Figure 4 show the MDX expression that is used to accomplish this filter strategy. When i insert my MDX expression (almost the same as the one in the example) the syntax is correct but i get an error using the OLAP cube telling me that the EXIST function does not exist while trying to use the security role. This is expression i am using:

Exist([Invoice Office].[Invoice Office Name].MEMBERS, StrToMember("[User].[User_Name]. & [' + Username + ']"), 'SDM Fact User Office Sec')
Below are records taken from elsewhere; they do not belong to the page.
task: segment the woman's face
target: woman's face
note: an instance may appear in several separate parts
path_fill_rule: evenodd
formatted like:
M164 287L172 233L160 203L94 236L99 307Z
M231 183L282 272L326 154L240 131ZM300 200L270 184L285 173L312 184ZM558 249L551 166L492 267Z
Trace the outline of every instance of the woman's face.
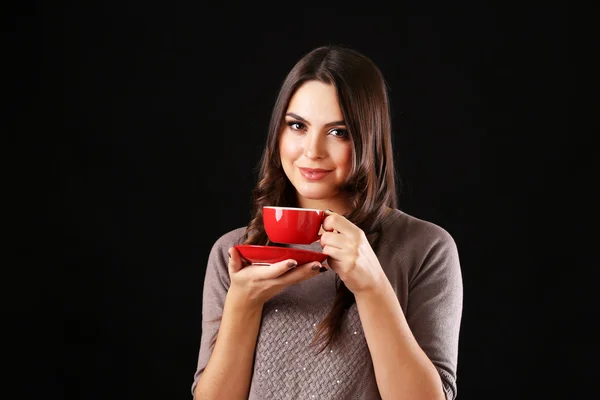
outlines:
M333 85L308 81L296 90L282 125L279 154L301 207L343 202L340 187L352 169L346 129Z

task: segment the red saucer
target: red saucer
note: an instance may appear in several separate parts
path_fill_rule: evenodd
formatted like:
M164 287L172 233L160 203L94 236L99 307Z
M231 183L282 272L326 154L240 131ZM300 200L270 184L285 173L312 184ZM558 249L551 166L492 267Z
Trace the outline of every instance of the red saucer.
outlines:
M311 261L323 262L327 258L327 254L289 247L257 246L249 244L233 247L240 252L243 259L252 264L274 264L279 261L292 259L296 260L298 265L302 265Z

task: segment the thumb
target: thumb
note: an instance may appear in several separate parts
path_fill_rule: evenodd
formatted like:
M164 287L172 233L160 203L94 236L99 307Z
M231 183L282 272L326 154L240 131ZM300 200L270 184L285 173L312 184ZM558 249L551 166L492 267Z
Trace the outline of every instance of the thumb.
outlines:
M244 266L244 262L242 260L242 256L240 255L240 252L235 247L230 247L229 250L227 250L227 254L229 255L229 273L235 274L239 272Z

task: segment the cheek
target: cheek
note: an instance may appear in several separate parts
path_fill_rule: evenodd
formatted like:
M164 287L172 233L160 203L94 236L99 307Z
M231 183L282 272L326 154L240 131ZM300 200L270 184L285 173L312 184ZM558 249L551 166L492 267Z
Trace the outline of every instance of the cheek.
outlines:
M349 173L352 169L352 146L350 144L340 148L336 154L336 165L344 173Z

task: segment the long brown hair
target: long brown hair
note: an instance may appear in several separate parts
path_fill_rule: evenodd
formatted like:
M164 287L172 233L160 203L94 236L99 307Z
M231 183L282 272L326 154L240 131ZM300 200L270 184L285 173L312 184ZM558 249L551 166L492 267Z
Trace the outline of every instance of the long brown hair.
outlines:
M279 136L290 99L302 84L312 80L333 85L337 90L353 145L352 170L342 188L352 211L345 217L361 228L375 247L385 215L397 206L387 86L381 71L368 57L338 46L319 47L306 54L281 86L259 164L259 179L252 192L252 219L243 241L272 244L263 227L263 206L298 206L295 188L281 166ZM313 345L321 345L319 351L335 343L344 313L355 302L337 275L336 282L333 307L317 326L313 340Z

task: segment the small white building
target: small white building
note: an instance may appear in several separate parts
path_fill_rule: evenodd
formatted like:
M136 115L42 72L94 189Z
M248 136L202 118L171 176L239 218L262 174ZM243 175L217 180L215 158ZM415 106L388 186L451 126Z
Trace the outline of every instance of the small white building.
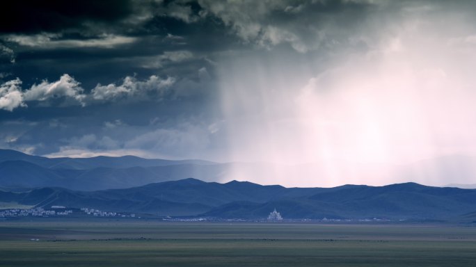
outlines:
M282 220L283 217L279 212L276 211L276 208L274 208L274 211L269 213L268 216L268 220Z

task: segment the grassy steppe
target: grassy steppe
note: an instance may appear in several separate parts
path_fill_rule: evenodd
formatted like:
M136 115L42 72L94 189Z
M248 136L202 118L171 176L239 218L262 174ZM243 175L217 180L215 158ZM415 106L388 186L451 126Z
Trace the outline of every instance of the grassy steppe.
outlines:
M1 222L0 266L475 266L476 227Z

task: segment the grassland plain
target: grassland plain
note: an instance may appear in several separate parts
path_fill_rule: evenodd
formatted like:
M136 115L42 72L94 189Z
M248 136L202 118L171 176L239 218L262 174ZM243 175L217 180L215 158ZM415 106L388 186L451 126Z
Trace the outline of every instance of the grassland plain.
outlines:
M475 266L476 227L3 221L0 266Z

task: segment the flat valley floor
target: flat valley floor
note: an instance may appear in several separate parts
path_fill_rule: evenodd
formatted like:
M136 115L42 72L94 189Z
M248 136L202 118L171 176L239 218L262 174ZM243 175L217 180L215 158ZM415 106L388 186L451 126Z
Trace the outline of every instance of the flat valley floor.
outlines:
M0 221L0 266L476 266L473 225Z

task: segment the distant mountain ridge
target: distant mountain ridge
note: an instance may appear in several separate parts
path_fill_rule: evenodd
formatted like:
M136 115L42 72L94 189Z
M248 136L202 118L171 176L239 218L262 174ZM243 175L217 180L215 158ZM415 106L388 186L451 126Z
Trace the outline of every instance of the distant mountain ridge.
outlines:
M21 173L21 175L19 175ZM201 160L142 159L134 156L47 158L0 149L0 188L63 187L93 191L127 188L193 177L205 181L247 180L286 186L324 186L407 181L422 184L474 183L476 157L444 156L405 165L322 161L306 164L215 163ZM453 186L452 185L452 186Z
M127 188L194 177L220 181L226 164L202 160L142 159L134 156L46 158L0 149L0 188L62 187L92 191Z
M42 188L0 191L2 202L49 207L89 207L158 216L264 219L274 208L285 218L441 220L476 218L476 190L415 183L385 186L285 188L246 181L225 184L195 179L93 192Z

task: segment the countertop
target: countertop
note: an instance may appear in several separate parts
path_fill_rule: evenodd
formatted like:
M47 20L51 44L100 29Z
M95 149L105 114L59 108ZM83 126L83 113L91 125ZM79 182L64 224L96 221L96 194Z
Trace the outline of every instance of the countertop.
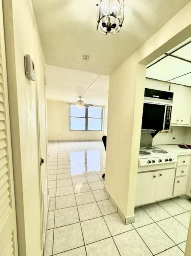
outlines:
M176 153L178 156L191 154L191 149L181 149L177 144L171 145L153 145L163 149Z

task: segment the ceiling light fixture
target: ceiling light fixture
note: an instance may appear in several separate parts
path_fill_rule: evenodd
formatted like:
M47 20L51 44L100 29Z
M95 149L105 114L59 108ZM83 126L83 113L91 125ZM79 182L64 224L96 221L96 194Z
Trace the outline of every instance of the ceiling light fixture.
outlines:
M97 30L105 35L115 35L122 26L124 0L100 0L98 6Z

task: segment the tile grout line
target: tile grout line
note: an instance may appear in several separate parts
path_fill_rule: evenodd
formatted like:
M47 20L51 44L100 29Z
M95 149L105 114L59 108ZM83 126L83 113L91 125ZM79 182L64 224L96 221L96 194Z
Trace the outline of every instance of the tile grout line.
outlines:
M58 155L57 157L58 157ZM58 162L57 162L57 164L58 166ZM56 178L57 178L57 172L56 172ZM57 186L57 180L56 182L56 188ZM55 203L54 205L54 229L53 230L53 249L52 249L52 255L53 255L53 252L54 252L54 225L55 223L55 209L56 208L56 198L55 197Z
M142 207L141 207L141 208L142 208ZM174 243L174 244L175 245L177 245L176 244L176 243L175 243L175 242L174 241L173 241L173 240L172 240L172 238L171 238L170 237L169 237L169 236L168 235L167 235L167 233L166 233L166 232L165 232L165 231L164 231L164 230L163 230L162 229L162 228L161 227L160 227L160 226L159 226L159 225L158 225L158 224L157 223L157 222L155 222L155 221L154 220L154 219L153 219L153 218L152 218L152 217L151 217L151 216L150 216L149 215L149 214L148 214L148 213L147 212L146 212L146 211L145 211L145 210L144 209L143 209L143 208L142 208L142 209L143 209L143 210L144 210L144 211L145 211L145 212L146 213L147 213L147 214L148 215L148 216L149 217L150 217L150 218L151 218L151 219L152 219L152 220L153 220L154 222L154 223L155 223L155 224L156 224L157 225L157 226L158 226L158 227L159 227L160 228L160 229L162 230L162 231L163 231L163 232L164 232L164 233L168 237L168 238L170 238L170 240L171 240L172 242L173 242L173 243ZM151 224L153 224L153 223L151 223ZM150 224L148 224L148 225L150 225ZM168 249L169 249L169 248L168 248Z
M74 191L74 186L73 186L73 181L72 181L72 185L73 185L73 191ZM74 194L74 197L75 197L75 201L76 201L76 208L77 208L77 211L78 211L78 218L79 218L79 222L80 225L80 228L81 228L81 234L82 234L82 238L83 238L83 242L84 242L84 248L85 248L85 252L86 252L86 256L87 256L87 251L86 251L86 247L85 247L85 241L84 241L84 234L83 234L83 231L82 231L82 227L81 227L81 221L80 221L80 215L79 215L79 211L78 211L78 205L77 205L77 200L76 200L76 195L75 195L75 194Z
M95 198L95 196L94 196L94 194L93 193L93 191L92 190L92 189L91 189L91 187L90 188L90 189L91 190L91 192L92 192L92 194L93 195L93 197L94 197L94 199L95 199L95 201L96 201L96 203L97 205L97 206L98 206L98 208L99 208L99 210L100 210L100 212L101 213L101 216L102 216L102 217L103 218L103 219L104 219L104 222L105 222L105 224L106 224L106 226L107 226L107 229L108 229L108 230L109 230L109 232L110 232L110 234L111 235L111 237L112 238L112 240L113 240L113 243L114 243L114 244L115 244L115 246L116 247L116 248L117 248L117 250L118 250L118 253L119 253L119 255L120 255L120 256L121 256L121 254L120 254L120 252L119 252L119 249L118 249L118 247L117 247L117 245L116 245L116 244L115 243L115 241L114 241L114 239L113 239L113 237L112 236L112 234L111 234L111 232L110 232L110 229L109 229L109 227L108 227L108 225L107 225L107 223L106 223L106 221L105 221L105 219L104 219L104 216L103 215L103 213L102 213L102 212L101 212L101 209L100 209L100 207L99 207L99 205L98 205L98 202L97 202L97 201L96 201L96 198ZM105 193L105 192L104 192L104 193ZM103 201L104 201L104 200L103 200ZM100 202L100 201L99 201L99 202ZM111 214L113 214L113 213L111 213ZM109 238L109 237L107 237L107 238ZM105 239L107 239L107 238L105 238ZM96 242L94 242L94 243L96 243Z
M183 225L183 224L182 224L182 223L181 223L181 222L180 222L177 219L176 219L174 217L175 217L176 216L178 216L178 215L181 215L181 214L183 214L184 213L189 213L189 212L190 211L190 210L188 210L188 211L186 211L186 212L184 212L184 213L179 213L178 214L176 214L176 215L173 215L173 216L172 216L172 214L170 214L169 212L168 212L167 211L167 210L165 210L164 208L162 207L162 206L161 206L160 205L159 205L161 207L161 208L163 208L163 209L164 210L165 210L167 212L167 213L168 213L169 214L170 214L170 215L171 215L171 217L168 217L168 218L166 218L165 219L161 219L161 220L158 220L158 221L157 221L157 222L156 222L156 223L157 222L159 222L159 221L162 221L162 220L164 220L164 219L170 219L171 218L173 218L173 219L175 219L175 220L176 220L179 223L180 223L180 224L181 224L181 225L182 226L183 226L183 227L184 227L184 228L186 228L186 229L187 229L188 230L188 228L187 228L186 227L185 227L185 226L184 226L184 225ZM184 209L184 208L183 208L183 209ZM144 209L143 209L143 210L144 210ZM184 209L184 210L186 210L185 209ZM146 211L145 210L145 211ZM147 214L148 214L147 213ZM149 214L148 214L148 215L149 215ZM149 216L151 218L151 217L150 217L150 215L149 215ZM151 219L152 219L152 218L151 218Z

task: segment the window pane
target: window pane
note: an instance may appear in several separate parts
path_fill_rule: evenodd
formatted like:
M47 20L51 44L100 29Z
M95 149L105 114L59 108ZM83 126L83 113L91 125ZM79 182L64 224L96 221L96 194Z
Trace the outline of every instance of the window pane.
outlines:
M102 108L97 107L89 107L88 110L88 117L101 118Z
M70 116L85 117L86 114L86 108L77 107L76 105L70 105Z
M88 130L92 131L101 130L101 118L88 118Z
M80 117L70 117L70 130L85 130L86 119Z

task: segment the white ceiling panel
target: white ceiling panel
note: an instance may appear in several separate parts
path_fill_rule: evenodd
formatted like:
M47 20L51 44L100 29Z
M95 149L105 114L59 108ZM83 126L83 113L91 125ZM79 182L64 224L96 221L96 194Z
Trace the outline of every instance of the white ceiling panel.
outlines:
M32 1L47 64L108 75L190 1L125 0L123 27L113 36L96 31L98 0Z
M161 55L161 56L160 56L160 57L159 57L158 58L155 59L153 61L152 61L150 63L149 63L149 64L148 64L148 65L147 65L147 66L149 67L151 65L152 65L152 64L153 64L154 63L155 63L158 60L160 60L162 59L164 57L166 57L166 56L167 55L165 55L165 54L163 54L163 55Z
M178 84L182 84L191 87L191 73L178 77L170 81Z
M168 81L191 72L191 63L168 56L147 69L146 76Z
M191 61L191 43L172 54Z
M47 99L76 102L79 99L78 96L93 84L83 94L82 100L84 103L89 104L107 105L109 77L104 75L100 75L95 73L47 65L46 67Z
M175 51L175 50L176 50L177 49L178 49L179 48L180 48L180 47L181 47L181 46L182 46L183 45L184 45L187 44L187 43L191 41L191 37L189 37L189 38L187 38L186 40L185 40L184 41L183 41L181 43L179 44L178 45L174 47L174 48L173 48L172 49L171 49L171 50L170 50L170 51L167 51L167 53L171 53L171 52L172 52L173 51ZM174 53L173 53L174 54Z

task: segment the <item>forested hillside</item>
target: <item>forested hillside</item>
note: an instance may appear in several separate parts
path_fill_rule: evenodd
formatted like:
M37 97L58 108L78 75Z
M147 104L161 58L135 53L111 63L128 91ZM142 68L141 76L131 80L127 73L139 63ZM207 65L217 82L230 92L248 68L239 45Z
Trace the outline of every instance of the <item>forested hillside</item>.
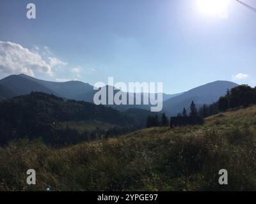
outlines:
M15 97L11 99L0 101L0 143L5 144L13 139L28 137L29 139L42 137L51 143L76 143L86 139L90 136L84 133L79 135L76 129L68 126L65 129L61 127L63 122L93 121L113 124L117 127L113 131L122 133L145 126L138 122L136 117L104 106L92 103L65 100L52 94L42 92L31 92L29 95ZM94 135L109 135L98 127ZM93 135L93 138L97 135Z

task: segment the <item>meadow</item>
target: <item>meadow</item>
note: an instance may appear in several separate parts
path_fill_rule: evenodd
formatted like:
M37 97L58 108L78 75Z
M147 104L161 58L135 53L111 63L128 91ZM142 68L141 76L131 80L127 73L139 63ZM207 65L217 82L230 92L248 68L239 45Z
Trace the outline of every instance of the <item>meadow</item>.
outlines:
M147 128L54 148L20 139L0 148L1 191L255 191L256 106L203 126ZM26 184L35 169L36 184ZM218 183L220 169L228 184Z

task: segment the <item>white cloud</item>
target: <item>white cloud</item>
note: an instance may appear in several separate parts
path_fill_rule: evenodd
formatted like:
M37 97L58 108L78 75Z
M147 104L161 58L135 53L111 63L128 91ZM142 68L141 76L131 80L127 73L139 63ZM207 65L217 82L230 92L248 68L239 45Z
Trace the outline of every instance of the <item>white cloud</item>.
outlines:
M64 62L63 61L61 61L60 59L56 58L56 57L48 57L49 60L49 64L51 66L65 66L67 65L66 62Z
M239 73L239 74L236 75L236 76L234 76L234 78L236 78L236 79L243 80L243 79L248 78L249 76L249 75L246 75L246 74L243 74L243 73Z
M29 50L17 43L0 41L0 71L4 73L22 73L35 76L35 72L40 72L52 76L52 67L66 64L56 57L49 57L45 60L33 49Z
M78 80L78 78L82 78L80 75L81 68L80 66L75 67L71 69L71 72L74 74L76 80Z

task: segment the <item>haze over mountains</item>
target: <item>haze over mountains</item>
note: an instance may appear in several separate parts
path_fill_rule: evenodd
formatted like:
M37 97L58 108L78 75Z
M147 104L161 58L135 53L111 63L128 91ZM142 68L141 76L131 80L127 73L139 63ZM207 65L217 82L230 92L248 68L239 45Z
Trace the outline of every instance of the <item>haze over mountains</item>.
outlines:
M177 94L163 94L163 111L168 115L175 115L183 107L188 108L192 100L198 106L210 104L225 95L227 89L238 85L228 81L216 81L194 88L183 93ZM93 86L79 81L55 82L45 81L24 74L10 75L0 80L0 99L9 99L15 96L30 94L31 92L43 92L53 94L64 98L93 102ZM117 92L118 91L115 91ZM127 93L132 94L131 93ZM136 94L141 97L141 94ZM135 95L134 95L135 96ZM141 97L143 99L143 97ZM120 105L113 106L120 110L131 108L149 110L148 105Z

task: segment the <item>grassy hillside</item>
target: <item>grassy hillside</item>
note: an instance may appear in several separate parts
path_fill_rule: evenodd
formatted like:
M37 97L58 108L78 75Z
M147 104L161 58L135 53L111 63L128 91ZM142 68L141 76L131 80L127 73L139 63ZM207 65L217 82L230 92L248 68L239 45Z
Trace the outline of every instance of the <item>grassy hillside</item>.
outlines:
M256 106L223 114L61 149L13 142L0 149L0 190L256 190ZM26 183L29 168L36 185ZM227 186L218 182L223 168Z

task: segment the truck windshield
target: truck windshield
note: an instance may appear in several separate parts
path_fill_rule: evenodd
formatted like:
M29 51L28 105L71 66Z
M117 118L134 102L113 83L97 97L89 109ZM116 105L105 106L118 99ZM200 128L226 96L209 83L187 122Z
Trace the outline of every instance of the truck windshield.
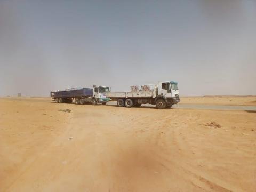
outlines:
M99 87L99 93L107 93L109 92L109 87Z
M171 87L173 90L179 90L178 85L177 84L171 83Z

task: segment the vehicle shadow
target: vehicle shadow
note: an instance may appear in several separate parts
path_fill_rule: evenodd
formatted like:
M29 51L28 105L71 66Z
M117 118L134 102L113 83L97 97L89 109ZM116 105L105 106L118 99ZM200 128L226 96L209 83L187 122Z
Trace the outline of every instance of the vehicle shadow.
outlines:
M57 103L54 101L52 101L51 102L51 103L54 103L54 104L67 104L67 105L75 105L77 106L87 106L87 105L90 105L92 106L92 104L91 103L85 103L84 105L76 105L75 103ZM101 105L101 104L98 104L97 105L95 106L102 106L102 107L117 107L117 108L125 108L125 107L118 107L117 105ZM125 107L126 108L126 107ZM140 106L140 107L131 107L132 108L136 108L136 109L158 109L155 106ZM165 109L163 109L162 110L171 110L171 109L175 109L174 107L172 107L170 108L165 108Z

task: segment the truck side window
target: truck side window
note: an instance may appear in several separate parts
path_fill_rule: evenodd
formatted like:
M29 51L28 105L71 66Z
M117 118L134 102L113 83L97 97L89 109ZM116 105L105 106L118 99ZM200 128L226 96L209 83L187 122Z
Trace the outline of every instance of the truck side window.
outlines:
M162 83L162 89L168 90L167 83Z

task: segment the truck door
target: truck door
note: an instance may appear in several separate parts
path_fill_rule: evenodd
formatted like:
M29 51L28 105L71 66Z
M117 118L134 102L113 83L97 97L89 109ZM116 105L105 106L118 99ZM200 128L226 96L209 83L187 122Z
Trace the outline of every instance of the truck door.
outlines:
M165 96L166 98L172 97L171 86L169 82L162 83L161 95Z
M161 95L165 96L168 90L167 83L162 83Z
M99 97L99 87L94 87L93 89L93 96L96 98Z

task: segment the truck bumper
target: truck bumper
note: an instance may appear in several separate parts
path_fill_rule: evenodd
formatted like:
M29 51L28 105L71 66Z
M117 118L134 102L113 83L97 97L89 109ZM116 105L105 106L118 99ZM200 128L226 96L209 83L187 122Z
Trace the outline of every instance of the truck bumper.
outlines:
M180 99L179 97L166 98L167 105L177 104L180 101Z
M172 103L173 104L177 104L180 101L180 98L176 97L176 98L172 98Z

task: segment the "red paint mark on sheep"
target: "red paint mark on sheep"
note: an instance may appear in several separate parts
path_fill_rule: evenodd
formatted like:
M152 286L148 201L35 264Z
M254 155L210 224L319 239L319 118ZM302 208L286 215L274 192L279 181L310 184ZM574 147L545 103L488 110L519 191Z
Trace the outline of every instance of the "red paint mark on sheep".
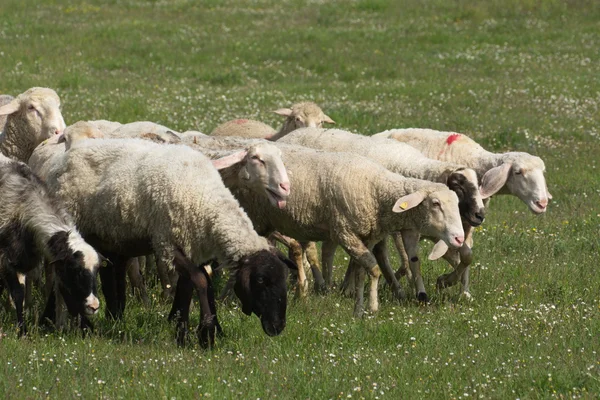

I am new to MDX and just can't figure out what i am doing wrong. Can anybody help me?

kgutlich

Article Rating 4 out of 5

It looks like a simple typo. Try Exists instead of Exist.

carleb21

Article Rating 5 out of 5

Hello, I try to implement your solution on my side, but when I add the condition for a Dimension in role, I have the following error message when I check the Formula (sorry for the translation, but it's in french) : Error in the MDX script. The Function [Extensibility].[GetSecurityFilter] does not exist. (Extensibility.GetSecurityFilter(Username), I keep the same name for the tests) or The Dimension [D_User] is not find in the cube when the string [D_User].[Nom_Utilisateur].[Username] has been analyse. (for the formula : Exists([D Organisation].[Code Interne].MEMBERS, STRTOSET("[D_User].[Nom_Utilisateur].["+Username+"]"), "Fact User Org"))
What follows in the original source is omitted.